GameStop: High Yield and Low PE

05/08/2017 2:50 am EST


Chloe Jensen

Chief Analyst, Cabot Dividend Investor

The investments in the High Yield tier of our model portfolio have been chosen for their high current payouts, notes Chloe Lutts Jensen, editor of Cabot Dividend Investor.

These investments will often be riskier or have less capital appreciation potential than those in our other  two tiers, but they’re appropriate for investors who want to generate maximum income from their portfolios right now.

GameStop (GME) put in another solid performance, and has now risen 13% over the past 30 day.
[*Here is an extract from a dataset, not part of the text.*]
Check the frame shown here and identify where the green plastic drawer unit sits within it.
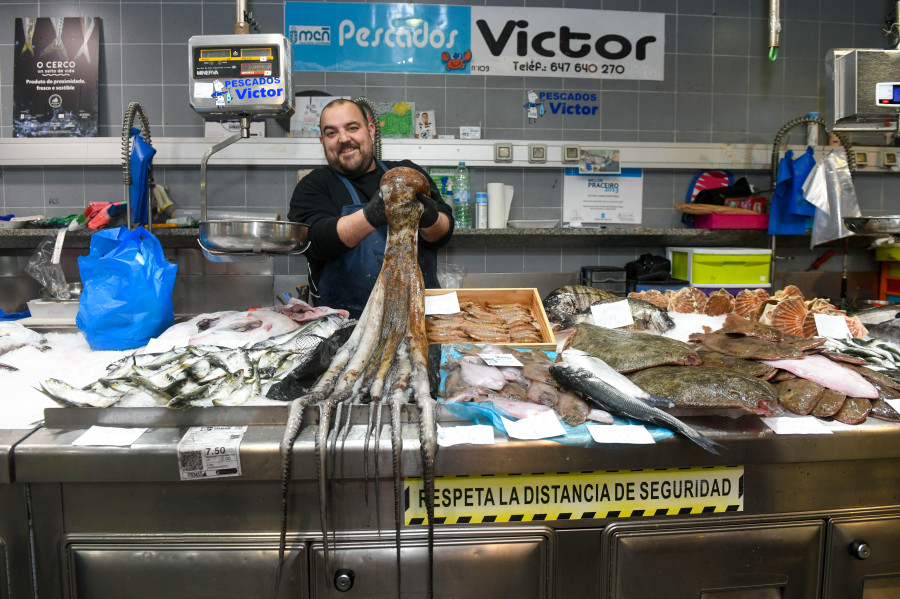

I’m going to put GameStop back to a Buy rating — but caution that it is for risk-tolerant investors. 

Although it’s still high risk, for value-oriented and yield-focused investors, GME’s 6.5% yield and 6.8 P/E offer an attractive risk-reward tradeoff. 

The company is transforming from a chain of video game stores to a multi-channel technology and collectibles retailer. The new businesses are doing well, but haven’t gotten large enough yet to offset rapidly falling video game sales. 

The new businesses are doing well, but haven’t gotten large enough to offset rapidly falling video game sales yet. If all goes according to plan, revenues and earnings will start to rebound in 2018. 

GameStop will report first-quarter earnings on May 25 after the market closes. Analysts are expecting EPS of $0.66 and revenue of $1.95 billion, down from $0.66 and $1.97 in the same quarter last year. Note that the next ex-dividend date is estimated to be June 6, 2017.